While many docs are available on OpenSSO web site, it is not always easy to find where to start, which doc to use nor to fill out the missing pieces, hence this write up.

Here are the steps I followed :

  • Obviously, download and install NetBeans 6 (latest milestone is M10 at the time of this writing)
  • Download OpenSSO’s source code
  • Follow the instruction in the README to acquire and compile the required third-party libraries
  • Ensure everything compiles correctly by typing ant nightly in the top level directory of your source tree.  The process took 14 min on my Mac Book Pro.
  • Create the NetBeans project, following these instructions
  • In the "Java Source Classpath" panel of your project’s properties add the following libs :
    • <opensso root>/product/shared/built/classes
    • <opensso root>/resources/jato/jato.jar
    • <opensso root>/resources/lockhart/lib/cc.jar
  • Give NetBeans a couple of seconds to parse the source and the new libs and … all the errors should be gone !

As an extra bonus, you can now use the CVS graphical user interface  built into NetBeans to browse the revision history, view diffs etc …

I followed these steps on Mac OS X and Solaris 10 and, without surprise, the procedure is similar.

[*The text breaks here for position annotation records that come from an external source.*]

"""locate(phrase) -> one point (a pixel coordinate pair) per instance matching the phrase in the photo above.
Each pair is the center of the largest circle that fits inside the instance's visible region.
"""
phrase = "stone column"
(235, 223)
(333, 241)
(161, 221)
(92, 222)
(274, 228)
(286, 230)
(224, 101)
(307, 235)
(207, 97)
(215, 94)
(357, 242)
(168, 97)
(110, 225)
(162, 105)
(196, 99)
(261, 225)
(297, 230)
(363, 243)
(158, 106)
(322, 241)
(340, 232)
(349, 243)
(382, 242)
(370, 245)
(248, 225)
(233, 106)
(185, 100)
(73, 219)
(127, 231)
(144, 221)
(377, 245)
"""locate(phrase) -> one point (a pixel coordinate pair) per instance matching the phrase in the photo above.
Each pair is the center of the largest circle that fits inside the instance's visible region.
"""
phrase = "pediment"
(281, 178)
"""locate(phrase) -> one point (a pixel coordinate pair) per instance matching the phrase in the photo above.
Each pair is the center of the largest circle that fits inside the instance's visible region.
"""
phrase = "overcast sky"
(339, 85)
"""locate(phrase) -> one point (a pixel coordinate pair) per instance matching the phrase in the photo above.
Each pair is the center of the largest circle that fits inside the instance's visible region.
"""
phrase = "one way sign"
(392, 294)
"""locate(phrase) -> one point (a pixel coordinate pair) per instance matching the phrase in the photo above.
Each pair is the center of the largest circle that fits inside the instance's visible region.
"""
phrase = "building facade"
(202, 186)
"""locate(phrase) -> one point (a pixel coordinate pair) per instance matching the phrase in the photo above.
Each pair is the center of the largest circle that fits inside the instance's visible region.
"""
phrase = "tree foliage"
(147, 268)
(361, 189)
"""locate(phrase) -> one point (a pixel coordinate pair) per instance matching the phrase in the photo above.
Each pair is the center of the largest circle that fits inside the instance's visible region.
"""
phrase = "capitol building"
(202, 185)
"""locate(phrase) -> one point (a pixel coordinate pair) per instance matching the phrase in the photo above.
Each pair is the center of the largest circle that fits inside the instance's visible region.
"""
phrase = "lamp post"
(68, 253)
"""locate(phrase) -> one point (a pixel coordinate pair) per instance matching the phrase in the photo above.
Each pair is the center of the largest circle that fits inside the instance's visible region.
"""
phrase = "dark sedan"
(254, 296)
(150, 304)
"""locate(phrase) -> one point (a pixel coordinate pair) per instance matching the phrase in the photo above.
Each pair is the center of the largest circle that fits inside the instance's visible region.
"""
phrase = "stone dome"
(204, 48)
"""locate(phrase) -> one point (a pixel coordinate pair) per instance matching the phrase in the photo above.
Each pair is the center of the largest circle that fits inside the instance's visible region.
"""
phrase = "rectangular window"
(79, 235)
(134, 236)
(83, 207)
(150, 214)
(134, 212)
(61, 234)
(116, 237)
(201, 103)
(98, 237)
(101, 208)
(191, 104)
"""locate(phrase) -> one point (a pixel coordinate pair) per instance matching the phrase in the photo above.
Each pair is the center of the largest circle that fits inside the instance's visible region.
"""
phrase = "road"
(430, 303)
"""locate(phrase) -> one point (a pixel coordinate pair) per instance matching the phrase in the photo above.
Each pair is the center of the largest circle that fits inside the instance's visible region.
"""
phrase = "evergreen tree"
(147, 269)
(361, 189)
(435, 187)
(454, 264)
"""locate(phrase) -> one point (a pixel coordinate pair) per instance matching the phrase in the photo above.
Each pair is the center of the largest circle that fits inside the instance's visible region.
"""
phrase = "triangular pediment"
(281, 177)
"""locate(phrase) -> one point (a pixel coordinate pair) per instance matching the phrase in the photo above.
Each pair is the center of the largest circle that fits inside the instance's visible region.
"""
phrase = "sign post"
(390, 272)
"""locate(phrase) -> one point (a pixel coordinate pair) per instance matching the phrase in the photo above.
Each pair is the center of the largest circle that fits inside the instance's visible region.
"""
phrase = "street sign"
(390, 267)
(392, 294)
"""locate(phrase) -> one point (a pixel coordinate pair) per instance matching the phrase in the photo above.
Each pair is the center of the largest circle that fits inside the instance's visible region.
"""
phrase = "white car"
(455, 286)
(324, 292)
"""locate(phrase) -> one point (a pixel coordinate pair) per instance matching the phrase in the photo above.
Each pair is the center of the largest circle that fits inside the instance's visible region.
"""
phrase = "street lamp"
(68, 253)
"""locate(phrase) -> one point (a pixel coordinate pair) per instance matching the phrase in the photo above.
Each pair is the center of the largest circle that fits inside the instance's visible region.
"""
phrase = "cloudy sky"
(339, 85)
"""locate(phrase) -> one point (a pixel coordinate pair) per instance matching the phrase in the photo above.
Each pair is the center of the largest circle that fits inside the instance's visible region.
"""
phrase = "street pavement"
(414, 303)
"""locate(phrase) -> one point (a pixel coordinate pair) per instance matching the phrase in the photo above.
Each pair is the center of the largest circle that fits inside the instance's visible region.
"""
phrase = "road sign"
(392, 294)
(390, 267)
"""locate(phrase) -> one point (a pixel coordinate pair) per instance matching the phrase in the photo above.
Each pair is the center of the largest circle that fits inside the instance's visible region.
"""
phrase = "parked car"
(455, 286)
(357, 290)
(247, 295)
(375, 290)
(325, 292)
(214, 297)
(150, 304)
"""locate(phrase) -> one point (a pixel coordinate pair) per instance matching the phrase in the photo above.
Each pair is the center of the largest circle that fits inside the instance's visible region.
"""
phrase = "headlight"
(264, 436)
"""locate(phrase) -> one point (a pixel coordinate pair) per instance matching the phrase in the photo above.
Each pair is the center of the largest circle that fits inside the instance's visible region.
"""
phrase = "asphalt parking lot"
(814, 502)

Under Mac OS X, make sure you have the development tools installed to compile the third-party libs.  On Solaris, make sure you have a basic development environment (gcc, gmake and the likes) installed.

Note : these steps will only build amserver, amAdminTools, distAuth, amClientSDK, console etc … you will not get Federation nor the agents ….  I will let this as an exercise for you 🙂  Please feel free to leave your comments if something is unclear, missing or incorrect.